In search of a Palestinian strategy

The foundations of the historic compromise have been shaken in this cruelest month of April. The president of the United States, publicly and clearly, redefined the right of return to mean the return to the yet-to-be-born Palestine. He questioned the "sanctity" of the 1967 borders and sanctioned "reality on the ground" as a determining factor for the future of settlements and borders. He committed the United States to maintain Israel’s qualitative edge over the Arabs and praised Israeli Prime Minister Ariel Sharon for his bold steps toward peace as he expressed his solidarity with Israel’s fight against terror and its acts of self-defense as it sees fit.

The Palestinians reacted with a mix of anger and foreboding. They could hardly recover from the shock before they witnessed the killing of Hamas leader Dr. Rantisi. Bellicose words were a sad substitute for their sense of weakness and violation.

The Arab "street" as covered by Al Jazeera and other stations overflowed with emotion and rhetoric, while the Arab states reacted cautiously–after they expressed their eternal support for the Palestinians and heaped their usual vitriol on Sharon. Egyptian President Hosni Mubarak, fresh from a friendly visit to Texas, stated that the Arabs’ hatred for America was at its all-time high. Jordan’s King Abdullah wisely "postponed" his trip to Washington to be rescheduled in a couple of weeks. The rest of the world dusted off its usual remarks about peace.

Anger, lamentation and loud expressions of hatred directed against America and its president and against Israel and the Arab regimes may help vent anger but are no substitute for strategy. The Palestinians by now have to come to grips with the fact that the support of Arab and Muslim masses cannot and will not solve the problem of Palestine. It is necessary but insufficient.
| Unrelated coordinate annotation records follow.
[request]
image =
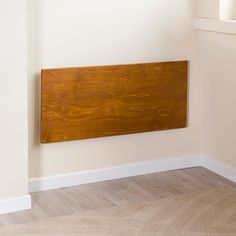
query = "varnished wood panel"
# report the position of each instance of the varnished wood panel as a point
(89, 102)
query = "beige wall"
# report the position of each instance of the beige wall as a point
(218, 57)
(209, 8)
(110, 32)
(13, 99)
(218, 70)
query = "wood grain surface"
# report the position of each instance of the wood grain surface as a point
(89, 102)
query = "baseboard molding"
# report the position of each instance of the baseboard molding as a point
(135, 169)
(15, 204)
(219, 168)
(93, 176)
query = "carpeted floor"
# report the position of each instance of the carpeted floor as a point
(205, 213)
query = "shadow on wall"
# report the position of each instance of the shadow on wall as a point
(34, 62)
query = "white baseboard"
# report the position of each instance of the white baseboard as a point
(93, 176)
(15, 204)
(219, 168)
(135, 169)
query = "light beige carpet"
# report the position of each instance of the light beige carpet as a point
(205, 213)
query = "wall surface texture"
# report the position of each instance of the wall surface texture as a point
(13, 99)
(218, 57)
(106, 32)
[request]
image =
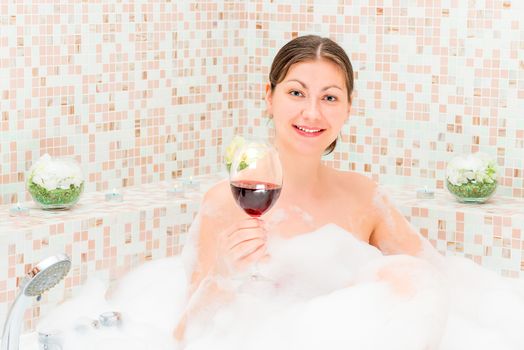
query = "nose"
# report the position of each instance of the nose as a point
(312, 109)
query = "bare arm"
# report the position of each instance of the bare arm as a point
(227, 243)
(393, 234)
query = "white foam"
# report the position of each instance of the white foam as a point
(328, 291)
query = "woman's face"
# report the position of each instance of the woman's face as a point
(310, 106)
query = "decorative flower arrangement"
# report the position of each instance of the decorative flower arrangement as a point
(251, 151)
(236, 143)
(472, 178)
(55, 183)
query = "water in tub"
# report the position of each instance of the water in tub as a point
(326, 290)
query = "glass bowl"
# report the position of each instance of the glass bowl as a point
(55, 183)
(472, 178)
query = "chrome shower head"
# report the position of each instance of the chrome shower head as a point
(46, 274)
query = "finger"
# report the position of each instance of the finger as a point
(241, 251)
(245, 235)
(249, 223)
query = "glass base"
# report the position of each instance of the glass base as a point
(472, 200)
(472, 192)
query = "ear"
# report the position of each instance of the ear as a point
(269, 99)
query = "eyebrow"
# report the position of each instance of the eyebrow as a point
(305, 86)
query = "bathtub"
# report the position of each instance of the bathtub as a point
(109, 240)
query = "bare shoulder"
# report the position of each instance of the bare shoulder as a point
(356, 185)
(218, 207)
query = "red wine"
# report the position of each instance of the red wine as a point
(255, 197)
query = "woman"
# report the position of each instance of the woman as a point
(309, 99)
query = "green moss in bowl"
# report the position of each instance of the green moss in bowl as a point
(55, 199)
(472, 192)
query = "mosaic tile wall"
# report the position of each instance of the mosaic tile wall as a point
(137, 91)
(143, 91)
(434, 78)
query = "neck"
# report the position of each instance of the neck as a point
(301, 174)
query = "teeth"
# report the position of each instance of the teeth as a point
(311, 131)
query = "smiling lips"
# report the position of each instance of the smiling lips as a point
(307, 131)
Palestinians must confront their problems squarely. They are a people living under an oppressive occupation, with a weakened and isolated leadership, without an army and with a tattered security force, a wrecked economy and fractured institutions. The image of defenders of a just cause has gradually and relentlessly metamorphosed into that of terrorists. However, the historic injustice meted out to the Palestinians, continues to define their struggle as the conflict of our time and therein lies the Palestinian’s winning card.

Whatever strategies the Palestinians have utilized in the past have not worked. It is time to reflect, reassess and innovate. Violence may preclude a solution but it will not achieve one. The Palestinians alone cannot liberate Palestine. No people have sacrificed more, or longer, than the Palestinians have, but sacrifice without a strategy designed to win is not enough. In a struggle of this magnitude, more allies who, for their own reasons, share the vision of a state of Palestine alongside Israel are indispensable. Allies in the United States and in Israel, the two countries that play a pivotal role in the outcome of this conflict, have to be identified and mobilized. Violence against civilians alienates these potential allies and the Palestinian people must make the fateful choice between military confrontation and peaceful resistance and negotiations.

The Palestinians must be given the opportunity to make and express their choices. It is time, it is past time, for the Palestinians to go to the voting booths and cast their ballots to elect their representatives. The United States cannot seriously prevent a people from voting. That is as un-American as the monarchy. The United States, once convinced, can engage Israel to make elections feasible. All parties need to see that the compromises required to achieve peace can only be made by elected representatives. It would help to couple elections with a referendum on a two-state solution based on the roadmap. The roadmap is the one international instrument accepted by the Israeli and Palestinian leadership, as well as by the Quartet and the Arab League. Such a referendum would define the parameters of the political horizon for the Palestinians. Opponents of the roadmap will lose their ability to thwart progress if the referendum wins.

The Palestinians must also make choices about the future of Gaza after Israel withdraws. Gaza must be made to work, thus depriving Israeli hawks of an argument to extend the occupation of the West Bank. This probable withdrawal offers the Palestinians an unusual opportunity, the opportunity to plan for a future event rather than to cope with a done deal. It should be viewed as the first milestone in establishing their viable state. The suggestions put forth by Marwan Barghouti are worthy of serious consideration. They provide the political context that makes this withdrawal a step towards independence, rather than a downward slide to the abyss.

But beyond that, concrete plans for housing, roads, parks, industrial plants, schools and all aspects of living must be made and readied for implementation. This project can best be done under the leadership of international institutions like the World Bank, with active participation of the Palestinians themselves. A formal new entity can be entrusted with this task.

Free elections, with issues contested and choices starkly defined, will make it possible for legitimate representatives to tackle issues of Palestinian and Israeli security under the indispensable American umbrella. Egypt and Jordan can and will play significant roles in bringing this process to fruition.

The president of the United States should be taken at his word that the final status issues are to be left to the parties. Prejudging the outcome will not work. Only empowered legitimate representatives of both peoples will have the authority and ability to make the compromises needed for peace, and only they can make such peace permanent.